An oil price spike is likely this year as 10-year volatility is below average and geopolitical risks are not properly priced in, Ron William, a technical strategist at Mig Bank, told CNBC.com.
Brent crude prices slipped on Thursday on worries that a second Greek bailout could be postponed. They hit a six-month high in the previous session after Iran announced progress on its nuclear facilities.
Reports that Iran had stopped oil exports to six European countries also contributed to the spike in price, but they were denied by the oil ministry later on Wednesday.
"From a market perspective, there is very little geopolitical risk priced into the market," William said in an interview.
"Historical oil volatility over the last 10 years shows that oil spikes are regular or cyclical.
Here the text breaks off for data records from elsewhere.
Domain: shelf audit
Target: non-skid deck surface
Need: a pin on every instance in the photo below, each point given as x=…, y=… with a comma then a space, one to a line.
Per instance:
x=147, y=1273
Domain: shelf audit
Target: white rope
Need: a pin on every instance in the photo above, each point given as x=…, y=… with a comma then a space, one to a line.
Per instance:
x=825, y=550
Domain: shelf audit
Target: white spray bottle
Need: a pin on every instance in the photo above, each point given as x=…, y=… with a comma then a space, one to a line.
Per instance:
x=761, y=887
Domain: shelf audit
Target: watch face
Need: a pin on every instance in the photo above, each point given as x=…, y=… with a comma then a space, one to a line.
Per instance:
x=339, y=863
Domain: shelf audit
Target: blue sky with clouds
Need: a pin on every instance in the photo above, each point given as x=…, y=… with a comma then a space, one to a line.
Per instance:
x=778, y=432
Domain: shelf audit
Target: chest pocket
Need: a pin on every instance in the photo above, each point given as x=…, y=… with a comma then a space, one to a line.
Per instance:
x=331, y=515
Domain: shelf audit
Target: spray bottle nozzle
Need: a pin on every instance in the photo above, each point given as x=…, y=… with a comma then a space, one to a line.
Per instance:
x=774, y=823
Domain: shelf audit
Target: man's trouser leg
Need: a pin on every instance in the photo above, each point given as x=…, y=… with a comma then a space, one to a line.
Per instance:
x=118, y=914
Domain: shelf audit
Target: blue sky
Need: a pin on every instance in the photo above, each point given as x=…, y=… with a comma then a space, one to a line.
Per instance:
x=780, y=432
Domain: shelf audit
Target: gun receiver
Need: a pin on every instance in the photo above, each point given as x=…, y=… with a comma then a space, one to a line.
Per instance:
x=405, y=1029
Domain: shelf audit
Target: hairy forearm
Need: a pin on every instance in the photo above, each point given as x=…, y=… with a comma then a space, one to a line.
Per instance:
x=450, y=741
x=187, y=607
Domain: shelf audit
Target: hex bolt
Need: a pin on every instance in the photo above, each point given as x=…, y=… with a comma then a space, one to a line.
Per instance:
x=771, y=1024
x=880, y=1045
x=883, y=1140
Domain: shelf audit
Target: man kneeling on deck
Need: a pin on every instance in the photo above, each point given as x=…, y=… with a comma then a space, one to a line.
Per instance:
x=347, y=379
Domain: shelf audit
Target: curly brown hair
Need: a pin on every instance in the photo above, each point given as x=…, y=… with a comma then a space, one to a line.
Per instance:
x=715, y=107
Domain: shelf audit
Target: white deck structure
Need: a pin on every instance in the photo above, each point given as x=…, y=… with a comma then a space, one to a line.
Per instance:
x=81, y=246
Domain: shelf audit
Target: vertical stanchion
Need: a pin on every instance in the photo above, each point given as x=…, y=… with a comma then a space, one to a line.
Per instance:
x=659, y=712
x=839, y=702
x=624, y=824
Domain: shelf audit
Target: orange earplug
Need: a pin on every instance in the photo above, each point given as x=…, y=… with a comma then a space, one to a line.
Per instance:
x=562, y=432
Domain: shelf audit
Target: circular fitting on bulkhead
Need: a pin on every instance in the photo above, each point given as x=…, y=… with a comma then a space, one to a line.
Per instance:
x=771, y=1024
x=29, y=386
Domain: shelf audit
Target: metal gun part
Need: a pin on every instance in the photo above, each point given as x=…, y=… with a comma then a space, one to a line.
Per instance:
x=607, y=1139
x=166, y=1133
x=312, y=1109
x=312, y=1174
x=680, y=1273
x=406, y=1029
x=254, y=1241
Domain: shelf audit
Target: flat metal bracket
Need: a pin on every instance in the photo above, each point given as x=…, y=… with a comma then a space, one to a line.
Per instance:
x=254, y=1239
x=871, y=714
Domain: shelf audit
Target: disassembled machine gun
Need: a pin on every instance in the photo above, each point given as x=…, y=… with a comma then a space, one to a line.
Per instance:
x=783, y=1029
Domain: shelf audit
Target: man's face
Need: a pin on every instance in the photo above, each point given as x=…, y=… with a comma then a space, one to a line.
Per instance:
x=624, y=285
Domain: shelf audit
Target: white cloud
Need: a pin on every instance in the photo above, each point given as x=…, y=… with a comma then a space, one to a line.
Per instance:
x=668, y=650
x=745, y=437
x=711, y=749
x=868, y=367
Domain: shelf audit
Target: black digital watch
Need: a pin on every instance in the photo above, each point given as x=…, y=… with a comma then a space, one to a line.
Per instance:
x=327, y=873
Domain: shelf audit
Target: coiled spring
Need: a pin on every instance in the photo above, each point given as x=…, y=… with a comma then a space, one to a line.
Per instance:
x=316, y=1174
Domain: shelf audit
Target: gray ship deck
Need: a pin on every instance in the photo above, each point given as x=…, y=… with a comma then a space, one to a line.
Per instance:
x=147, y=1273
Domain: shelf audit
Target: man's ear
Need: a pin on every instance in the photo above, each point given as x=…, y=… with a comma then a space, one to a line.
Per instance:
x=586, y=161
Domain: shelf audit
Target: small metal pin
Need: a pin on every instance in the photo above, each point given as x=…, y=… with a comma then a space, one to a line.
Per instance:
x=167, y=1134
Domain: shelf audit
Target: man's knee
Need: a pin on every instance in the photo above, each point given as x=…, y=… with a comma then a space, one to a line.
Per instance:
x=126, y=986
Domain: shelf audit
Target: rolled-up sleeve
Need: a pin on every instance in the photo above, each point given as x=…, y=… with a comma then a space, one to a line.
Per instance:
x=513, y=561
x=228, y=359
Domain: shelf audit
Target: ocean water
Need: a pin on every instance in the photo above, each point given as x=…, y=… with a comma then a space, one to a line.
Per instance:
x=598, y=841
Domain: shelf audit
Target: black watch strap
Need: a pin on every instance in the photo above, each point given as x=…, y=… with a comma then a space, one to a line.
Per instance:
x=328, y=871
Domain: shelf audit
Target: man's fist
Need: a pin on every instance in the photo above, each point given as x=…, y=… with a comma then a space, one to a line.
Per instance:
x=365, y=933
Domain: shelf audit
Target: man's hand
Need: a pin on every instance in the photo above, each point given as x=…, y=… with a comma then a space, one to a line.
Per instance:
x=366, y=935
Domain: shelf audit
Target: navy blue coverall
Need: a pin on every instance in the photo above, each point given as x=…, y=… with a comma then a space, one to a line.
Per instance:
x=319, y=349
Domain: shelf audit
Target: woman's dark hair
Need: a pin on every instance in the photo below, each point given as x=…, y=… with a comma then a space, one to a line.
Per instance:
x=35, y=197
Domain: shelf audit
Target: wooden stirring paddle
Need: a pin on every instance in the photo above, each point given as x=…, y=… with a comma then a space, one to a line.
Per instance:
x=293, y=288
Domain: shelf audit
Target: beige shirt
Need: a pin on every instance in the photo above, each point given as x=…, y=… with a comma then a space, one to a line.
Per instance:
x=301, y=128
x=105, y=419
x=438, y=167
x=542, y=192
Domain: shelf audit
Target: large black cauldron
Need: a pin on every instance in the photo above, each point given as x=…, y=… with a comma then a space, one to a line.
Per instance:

They happen every year or so, but of course the degree of the price spike varies," he said, adding that volatility in oil is trading below its 10-year average at the moment.
"From just a pure trading perspective, that suggests a growing probability of a price spike within months," William said.
Since January 25, when the European Union announced a July 1 deadline to impose an embargo on imports of Iranian crude, the price held in range, but that is about to change, according to William.
For West Texas Intermediate oil, $100 a barrel is the key psychological level, he said.
"Technically I think WTI is likely to have short-term weakness into key support at $90 but then thereafter a growing upside risk of a challenge of the April 2011 peak, roughly $114."
"It would be very positive for gold, and that ties in with a cycle view that I have for gold going into the summer period of this year. It would be negative for equity markets, potentially negative for the US dollar," William said.
But other trading experts disagree. Dennis Gartman, of The Gartman Letter, said the world was facing an oversupply of energy in the very near future.
"There may be trouble in the Persian Gulf or one of the other 'hot spots' around the world, but there is no tightness of supply given the huge new finds of oil and nat-gas," Gartman said.